Prezydent Afganistanu Hamid Karzaj oskarżył w piątek USA, że nie współpracują w pełni ze śledztwem dotyczącym zamordowania przez amerykańskiego żołnierza 16 cywilów w afgańskiej prowincji Kandahar. Karzaj podał w wątpliwość, czy sprawca działał w pojedynkę. Na spotkaniu z rodzinami zabitych Afgańczyków szef państwa powiedział, że przedstawiciele USA nie wykazywali gotowości do współpracy z delegacją afgańską wysłaną do zbadania masakry.
Krewni zabitych oceniali podczas spotkania, że strzelać musiała więcej niż jedna osoba. Mówili też, że nie dostali wszystkich informacji, o jakie prosili Amerykanów. Karzaj powiedział dziennikarzom pod koniec rozmów, że tego rodzaju działania i takie zachowanie nie mogą być tolerowane. To trwa za długo - podkreślił. Zapewnił, że zależy mu na dobrych stosunkach z USA, ale - jak ocenił - staje się to coraz trudniejsze. Zaznaczył, że Amerykanie muszą szanować kulturę i prawo Afgańczyków.

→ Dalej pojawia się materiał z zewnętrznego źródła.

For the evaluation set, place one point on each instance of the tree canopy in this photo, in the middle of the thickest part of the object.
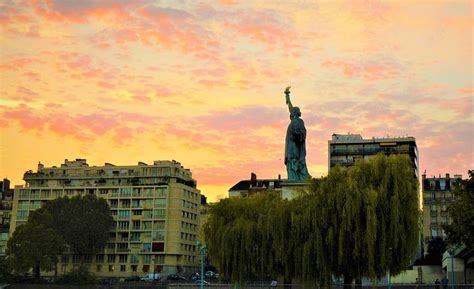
(34, 246)
(461, 210)
(81, 223)
(360, 221)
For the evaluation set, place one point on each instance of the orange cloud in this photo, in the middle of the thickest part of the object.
(369, 71)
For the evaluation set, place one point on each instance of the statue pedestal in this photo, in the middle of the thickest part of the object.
(291, 189)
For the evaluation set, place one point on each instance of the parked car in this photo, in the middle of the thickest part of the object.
(199, 282)
(150, 277)
(211, 275)
(176, 278)
(132, 279)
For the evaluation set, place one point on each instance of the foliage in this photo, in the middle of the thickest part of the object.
(33, 246)
(461, 230)
(356, 222)
(80, 275)
(83, 221)
(436, 247)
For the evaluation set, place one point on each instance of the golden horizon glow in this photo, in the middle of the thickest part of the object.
(202, 82)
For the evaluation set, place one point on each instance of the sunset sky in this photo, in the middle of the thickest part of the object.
(202, 82)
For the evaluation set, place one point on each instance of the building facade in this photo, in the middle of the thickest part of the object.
(437, 195)
(156, 212)
(246, 188)
(345, 150)
(6, 204)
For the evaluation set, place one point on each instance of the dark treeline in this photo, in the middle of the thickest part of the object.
(361, 221)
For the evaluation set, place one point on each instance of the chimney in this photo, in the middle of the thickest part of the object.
(253, 179)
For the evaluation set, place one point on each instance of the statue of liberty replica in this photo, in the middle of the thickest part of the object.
(295, 144)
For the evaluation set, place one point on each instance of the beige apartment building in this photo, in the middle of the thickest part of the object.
(437, 195)
(156, 212)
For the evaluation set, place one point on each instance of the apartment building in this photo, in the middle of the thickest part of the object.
(156, 212)
(437, 195)
(345, 150)
(6, 201)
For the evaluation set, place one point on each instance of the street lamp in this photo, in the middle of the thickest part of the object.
(202, 250)
(153, 264)
(451, 254)
(389, 283)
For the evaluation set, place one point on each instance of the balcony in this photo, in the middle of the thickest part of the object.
(373, 151)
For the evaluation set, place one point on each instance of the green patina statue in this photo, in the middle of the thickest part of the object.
(295, 144)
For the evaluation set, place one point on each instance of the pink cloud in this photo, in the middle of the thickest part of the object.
(84, 127)
(369, 71)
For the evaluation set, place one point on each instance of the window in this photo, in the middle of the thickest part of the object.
(135, 237)
(146, 225)
(123, 258)
(134, 259)
(24, 193)
(76, 258)
(35, 205)
(443, 185)
(147, 214)
(160, 192)
(146, 247)
(45, 194)
(123, 225)
(159, 236)
(125, 203)
(160, 203)
(22, 215)
(160, 213)
(125, 192)
(136, 225)
(99, 258)
(124, 214)
(111, 259)
(159, 225)
(113, 203)
(146, 259)
(148, 192)
(23, 205)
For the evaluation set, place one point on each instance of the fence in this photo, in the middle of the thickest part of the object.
(230, 286)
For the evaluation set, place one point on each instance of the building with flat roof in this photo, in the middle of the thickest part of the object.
(156, 212)
(6, 203)
(437, 195)
(345, 150)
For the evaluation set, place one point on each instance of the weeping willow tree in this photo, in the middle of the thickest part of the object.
(362, 221)
(367, 217)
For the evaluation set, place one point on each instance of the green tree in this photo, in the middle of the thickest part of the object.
(80, 223)
(33, 247)
(461, 230)
(436, 247)
(83, 221)
(361, 221)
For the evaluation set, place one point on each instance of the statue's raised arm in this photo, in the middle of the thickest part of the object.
(288, 100)
(295, 144)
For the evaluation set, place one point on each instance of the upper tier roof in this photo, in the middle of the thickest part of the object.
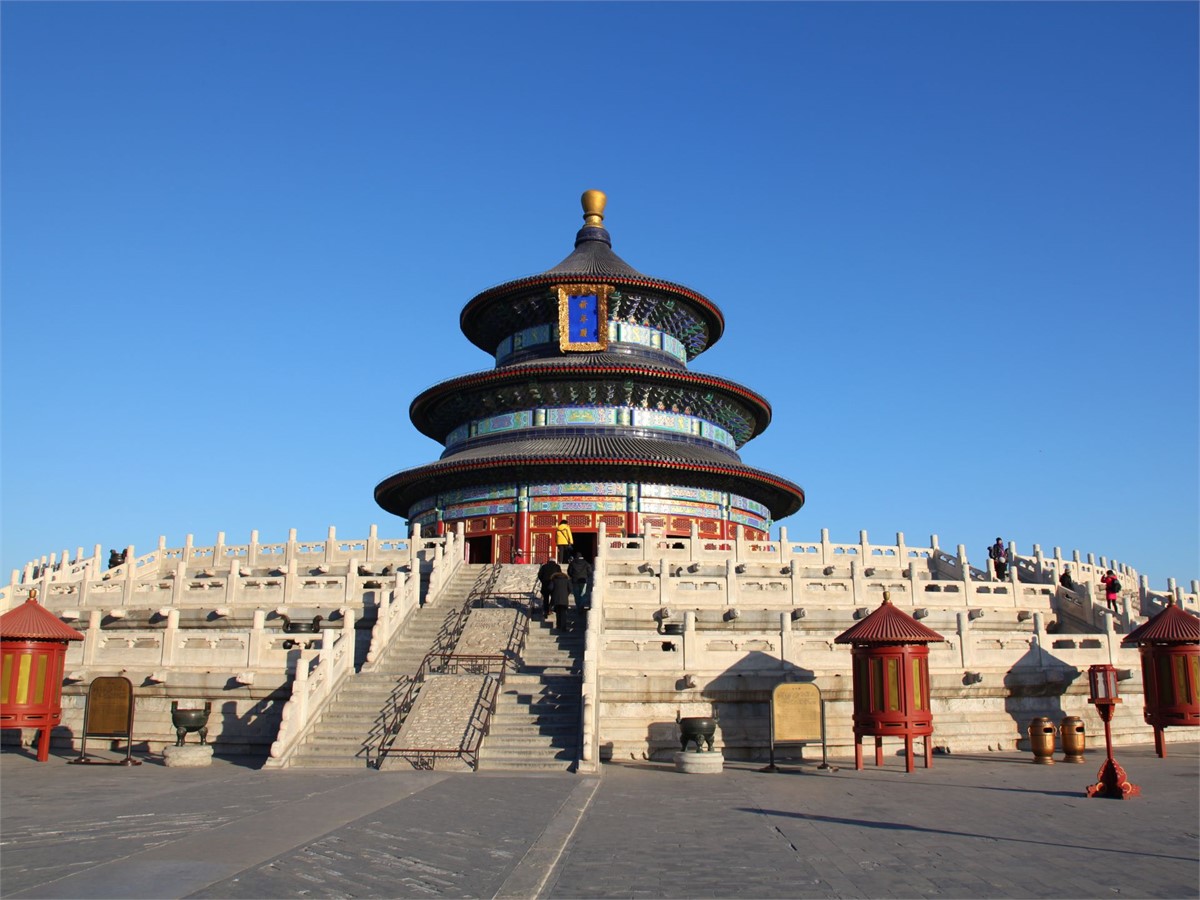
(491, 315)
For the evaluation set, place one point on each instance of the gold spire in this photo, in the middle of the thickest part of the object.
(593, 208)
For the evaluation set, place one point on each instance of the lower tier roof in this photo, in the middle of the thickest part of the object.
(546, 461)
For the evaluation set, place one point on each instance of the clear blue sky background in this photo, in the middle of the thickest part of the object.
(955, 246)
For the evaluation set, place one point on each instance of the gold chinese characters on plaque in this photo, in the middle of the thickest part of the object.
(583, 317)
(796, 713)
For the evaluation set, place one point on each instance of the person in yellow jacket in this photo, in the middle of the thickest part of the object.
(565, 541)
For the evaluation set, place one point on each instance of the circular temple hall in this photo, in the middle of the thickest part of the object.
(589, 415)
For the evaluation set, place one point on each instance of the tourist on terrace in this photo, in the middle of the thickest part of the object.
(1111, 589)
(559, 598)
(999, 557)
(565, 541)
(580, 573)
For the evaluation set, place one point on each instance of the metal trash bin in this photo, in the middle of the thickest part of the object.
(1074, 738)
(1042, 741)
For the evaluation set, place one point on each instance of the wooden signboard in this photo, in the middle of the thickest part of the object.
(797, 717)
(109, 714)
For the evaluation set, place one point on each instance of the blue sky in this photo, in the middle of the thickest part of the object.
(955, 247)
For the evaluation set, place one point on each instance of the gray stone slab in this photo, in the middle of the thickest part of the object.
(989, 826)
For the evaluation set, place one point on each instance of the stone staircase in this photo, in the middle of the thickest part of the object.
(537, 720)
(349, 726)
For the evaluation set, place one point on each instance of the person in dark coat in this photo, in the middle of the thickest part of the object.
(544, 575)
(999, 557)
(579, 570)
(559, 598)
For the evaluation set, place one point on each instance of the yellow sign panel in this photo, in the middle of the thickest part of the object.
(796, 713)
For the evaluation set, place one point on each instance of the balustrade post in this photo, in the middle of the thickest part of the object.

38-letni sierżant amerykański w ubiegłą niedzielę otworzył ogień do cywilów w wioskach położonych w pobliżu jego bazy. Zabił dziewięcioro dzieci i siedem dorosłych osób, po czym podpalił zwłoki niektórych ofiar. Niedzielna strzelanina to kolejny już w ostatnim czasie incydent, który kładzie się cieniem na stosunkach między Waszyngtonem a Kabulem. Wywołała powszechnie oburzenie i potępienie, nie tylko w Afganistanie, ale i na całym świecie.